In the mathematics education, it is suggested that mathematics teachers, mathematicians, psychometricians, and educational statisticians cooperate in research projects to recognize the potential value of additional conceptual discussion and secondary analysis directly applicable to the existing school system6. At present, although Trends in International Mathematics and Science Study (TIMSS) was not originally developed for diagnostic purposes, its items using in non-diagnostic assessment can still be applied for diagnostic purposes7. The structure of CDMs within the TIMSS assessment is clear and suitable for CDA, which allows for the transformation of the non-diagnostic TIMSS test into a cognitive diagnostic assessment tool with diagnostic capabilities8. Mathematical cognitive processes refer to students’ understanding and operational processes involving mathematical knowledge and skills. As one of the two core areas assessed in the TIMSS test, this domain has garnered significant attention. TIMSS categorizes the assessment of cognitive domains into three major components: knowing, applying, and reasoning, proving a comprehensive framework for evaluating students’ mathematical cognition.

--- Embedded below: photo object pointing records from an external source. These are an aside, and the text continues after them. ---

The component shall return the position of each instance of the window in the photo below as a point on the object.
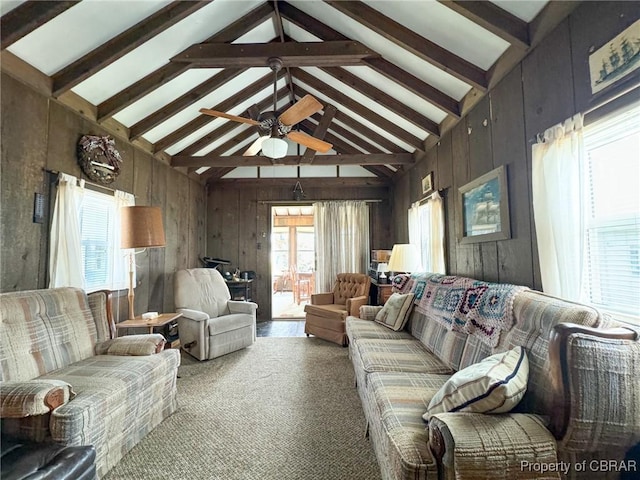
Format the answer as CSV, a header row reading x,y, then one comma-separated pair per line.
x,y
104,262
611,187
426,231
85,238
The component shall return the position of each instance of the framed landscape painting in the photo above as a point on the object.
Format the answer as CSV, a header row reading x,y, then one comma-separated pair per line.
x,y
484,208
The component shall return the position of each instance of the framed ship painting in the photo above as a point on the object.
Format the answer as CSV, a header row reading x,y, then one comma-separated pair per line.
x,y
484,208
615,59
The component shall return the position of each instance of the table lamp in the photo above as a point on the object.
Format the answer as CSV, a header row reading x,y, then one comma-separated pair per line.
x,y
141,228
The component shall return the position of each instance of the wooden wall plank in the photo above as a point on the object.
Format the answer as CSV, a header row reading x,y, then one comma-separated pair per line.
x,y
444,182
481,162
548,100
159,180
467,256
444,178
23,152
509,149
142,188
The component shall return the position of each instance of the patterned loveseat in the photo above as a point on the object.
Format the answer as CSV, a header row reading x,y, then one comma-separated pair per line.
x,y
579,417
66,378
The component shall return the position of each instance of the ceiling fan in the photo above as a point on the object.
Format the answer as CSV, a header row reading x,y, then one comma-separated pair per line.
x,y
274,127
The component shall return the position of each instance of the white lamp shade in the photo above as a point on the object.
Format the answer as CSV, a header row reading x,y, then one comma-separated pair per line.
x,y
142,227
404,258
274,147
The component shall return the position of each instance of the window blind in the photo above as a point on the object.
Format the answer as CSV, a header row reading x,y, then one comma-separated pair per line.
x,y
612,222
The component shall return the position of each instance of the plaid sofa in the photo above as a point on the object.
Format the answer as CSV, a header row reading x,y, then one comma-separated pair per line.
x,y
578,419
66,378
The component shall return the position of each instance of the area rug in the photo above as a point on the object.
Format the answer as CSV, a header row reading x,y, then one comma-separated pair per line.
x,y
285,408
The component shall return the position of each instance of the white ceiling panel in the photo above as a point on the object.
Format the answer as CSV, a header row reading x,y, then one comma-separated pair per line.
x,y
425,71
207,101
153,54
59,36
354,171
443,26
158,98
367,102
524,10
86,26
364,121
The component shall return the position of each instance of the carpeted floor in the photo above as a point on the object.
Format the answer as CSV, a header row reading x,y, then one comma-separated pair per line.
x,y
285,409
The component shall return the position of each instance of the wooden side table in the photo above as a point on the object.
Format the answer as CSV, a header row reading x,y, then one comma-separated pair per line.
x,y
379,293
241,289
163,320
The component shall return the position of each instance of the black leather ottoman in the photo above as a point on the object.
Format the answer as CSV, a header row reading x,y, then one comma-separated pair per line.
x,y
46,461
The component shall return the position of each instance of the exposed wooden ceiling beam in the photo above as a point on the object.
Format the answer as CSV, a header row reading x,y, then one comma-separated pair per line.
x,y
384,99
277,21
411,41
547,20
159,77
352,137
494,19
217,160
319,182
356,126
379,64
202,161
320,130
346,149
224,128
118,46
358,108
292,54
192,96
28,16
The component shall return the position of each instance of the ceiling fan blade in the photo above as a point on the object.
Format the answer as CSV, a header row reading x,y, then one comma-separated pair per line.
x,y
300,110
235,118
309,141
255,147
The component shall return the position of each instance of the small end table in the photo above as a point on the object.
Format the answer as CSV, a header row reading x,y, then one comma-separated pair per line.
x,y
162,320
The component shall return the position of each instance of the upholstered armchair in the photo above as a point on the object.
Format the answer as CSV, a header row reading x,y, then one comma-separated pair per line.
x,y
326,315
211,324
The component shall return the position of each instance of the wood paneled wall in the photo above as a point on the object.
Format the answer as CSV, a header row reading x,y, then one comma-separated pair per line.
x,y
550,85
40,135
239,221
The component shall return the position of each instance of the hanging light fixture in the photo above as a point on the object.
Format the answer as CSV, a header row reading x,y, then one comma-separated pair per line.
x,y
274,147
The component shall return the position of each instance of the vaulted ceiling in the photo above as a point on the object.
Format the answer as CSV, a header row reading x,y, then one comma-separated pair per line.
x,y
392,75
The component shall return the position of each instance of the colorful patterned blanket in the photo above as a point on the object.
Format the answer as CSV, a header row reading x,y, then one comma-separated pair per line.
x,y
462,304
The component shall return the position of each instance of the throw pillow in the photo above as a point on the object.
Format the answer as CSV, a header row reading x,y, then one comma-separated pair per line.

There have been several cognitive diagnostic studies utilizing TIMSS data to explore students’ mathematical performance. Tatsuoka and others used the rule space model (RSM) to sample and analyze the mathematical performance of Grade 8 students in TIMSS in 1999 9. Dogan et al. used RSM to study the mathematical performance of Turkish students on TIMSS-R. A Q-matrix containing 23 attributes was used to compare the distribution of attribute mastery between Turkish and American students10. The results showed that Turkish students have poor ability to master attributes such as P10 (quantitative reading), S4 (approximation / estimation), S6 (mode and relationship) and S10 (solving open problems) compared with those for American students10. Eunkyoung et al. conducted a similar study to compare the mastery of students’ attributes in South Korea, the Czech Republic and the United States11. Using the TIMSS-1999 dataset, Birenbaum and others also compared the attribute mastery of students in the United States, Singapore and Israel12. Using the similar same-year dataset, Chen conducted a CDA with three specific analyses, including the calculation of classification rate, multiple regression analysis and the comparison of attribute mastery probability in four pamphlets4. While most prior research focused on cross-national comparisons of students’ knowledge mastery, they rarely provided individual-level analyses. Among the few studies that did, the analyses were limited to simple descriptive statistics, with no application of rigorous inferential statistical methods. This gap underscores the need for further research to provide deeper insights into individual-level cognitive diagnostic analyses.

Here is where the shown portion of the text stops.